Scotia Investments pledges growth after five years of lower returns
Scotia Investments Jamaica Limited (SIJL) aims to reverse its current trajectory after five years of declining returns.
Within two to three years, CEO Lissant Mitchell is looking to deliver on three goals: a return to a positive trajectory of return on equity and earnings-per-share growth; a positive operating leverage; and to maintain strong capital ratios for the on-balance sheet business.
He made the disclosure in his note to shareholders in the annual report published for distribution ahead of the company's March 4 annual general meeting.
Return on average equity - the ratio of net profit to average shareholder equity - dropped from 20 per cent in 2011 to 18 per cent in 2012, 17 per cent in 2013, dipped to 14 per cent in 2014 and then to 7.0 per cent in 2015, according to SIJL data in the annual report.
Despite the fall in ROE, total shareholders equity rose to $14.2 billion in 2015 or $370 million more than prior year. "This represented a 2.65 per cent increase influenced primarily by retained earnings," the report explained.
Mitchell's philosophy remains steadfast - increase revenues from fees and rely less on interest income.
It means more product innovation, such as the US Dollar Indexed Fund launched by Mitchell and his team over a week ago.
"Looking ahead for fiscal year 2016, we will continue to build on the strong foundation of our off-balance sheet business strategy that is now unfolding across the industry with the move to a trust-based framework for repurchase agreements," the CEO stated in the report's management discussion and analysis.
"As we go through this new transition period, we will pivot even more towards a greater diversification of revenues from non-interest income generating business lines."
In 2015, the company earned $1.7 billion from net interest income (NII) and $1.5 billion from non-interest income which includes fees, and made $1.02 billion net profit. That compares to NII of $2.3 billion and non-interest income of $1.9 billion in 2014, from which the company made net profit of $1.85 billion.
"Let me digress to reflect on what I wish to refer to as a transition period for your company, which began last financial year.

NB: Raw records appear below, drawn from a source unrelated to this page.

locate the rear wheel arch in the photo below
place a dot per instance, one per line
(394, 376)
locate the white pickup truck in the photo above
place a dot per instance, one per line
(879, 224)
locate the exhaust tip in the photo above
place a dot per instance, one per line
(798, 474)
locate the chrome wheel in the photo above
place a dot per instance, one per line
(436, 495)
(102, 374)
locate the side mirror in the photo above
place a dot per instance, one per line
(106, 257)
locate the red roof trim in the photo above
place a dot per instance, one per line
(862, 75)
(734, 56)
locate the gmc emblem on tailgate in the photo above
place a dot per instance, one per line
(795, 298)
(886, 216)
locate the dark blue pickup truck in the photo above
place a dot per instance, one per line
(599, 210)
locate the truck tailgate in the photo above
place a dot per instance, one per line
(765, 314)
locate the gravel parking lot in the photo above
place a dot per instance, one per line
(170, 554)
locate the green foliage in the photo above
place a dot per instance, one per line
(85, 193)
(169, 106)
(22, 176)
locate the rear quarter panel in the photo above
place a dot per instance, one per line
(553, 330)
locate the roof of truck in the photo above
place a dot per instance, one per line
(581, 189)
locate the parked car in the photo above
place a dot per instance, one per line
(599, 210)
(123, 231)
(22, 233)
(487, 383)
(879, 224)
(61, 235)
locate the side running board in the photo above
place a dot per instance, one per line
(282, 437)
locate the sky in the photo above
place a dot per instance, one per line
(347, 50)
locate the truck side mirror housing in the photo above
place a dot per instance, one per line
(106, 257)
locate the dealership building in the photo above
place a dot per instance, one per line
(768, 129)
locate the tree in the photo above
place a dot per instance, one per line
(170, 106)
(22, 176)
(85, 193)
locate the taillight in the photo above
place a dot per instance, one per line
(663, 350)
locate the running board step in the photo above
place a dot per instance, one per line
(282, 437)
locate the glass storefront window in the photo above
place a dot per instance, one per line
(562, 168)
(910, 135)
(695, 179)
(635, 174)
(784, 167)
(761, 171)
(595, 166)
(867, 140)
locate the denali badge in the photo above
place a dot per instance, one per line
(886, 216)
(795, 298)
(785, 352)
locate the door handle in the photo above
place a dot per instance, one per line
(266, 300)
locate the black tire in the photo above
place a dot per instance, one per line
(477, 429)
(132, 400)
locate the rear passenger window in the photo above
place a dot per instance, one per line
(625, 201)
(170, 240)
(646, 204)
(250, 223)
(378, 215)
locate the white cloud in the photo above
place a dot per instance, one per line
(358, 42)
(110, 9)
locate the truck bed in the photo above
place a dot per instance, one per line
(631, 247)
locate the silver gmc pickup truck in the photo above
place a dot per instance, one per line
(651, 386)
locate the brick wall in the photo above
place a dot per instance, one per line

As your company accelerates its transition from a balance sheet business model to focus more on being a market leading asset management and brokerage firm, there is recognition that some key financial metrics will be impacted relative to historical trends," said Mitchell.
"Going forward your company will start evaluating itself against a series of medium-term objectives, as it focuses on enhancing longer term sustainable shareholder value."
The company made higher year over year net profit in one of the five years under review - $2.01 billion in 2012 compared with $1.98 billion in 2011. Comparatively its shareholder equity steadily climbed every year under review from $10.3 billion to the current $14.2 billion.
Scotia Investments maintains a strong capital base to support the risks associated with its diversified businesses. This base it stated contributes to safety for its customers, and fosters investor confidence, while allowing the company to take advantage of growth opportunities that may arise.
The total assets of the company stand at $68.8 billion or five per cent lower than the $72.3 billion reported in 2014. The company says the shrinkage was not unexpected.
"The decline is in line with our thrust to reduce the balance sheet and focus on our asset management business," said Scotia Investments. Its return on average assets however remained flat from 2011 to 2013 at three per cent while dipping to two per cent in 2014 and 2015.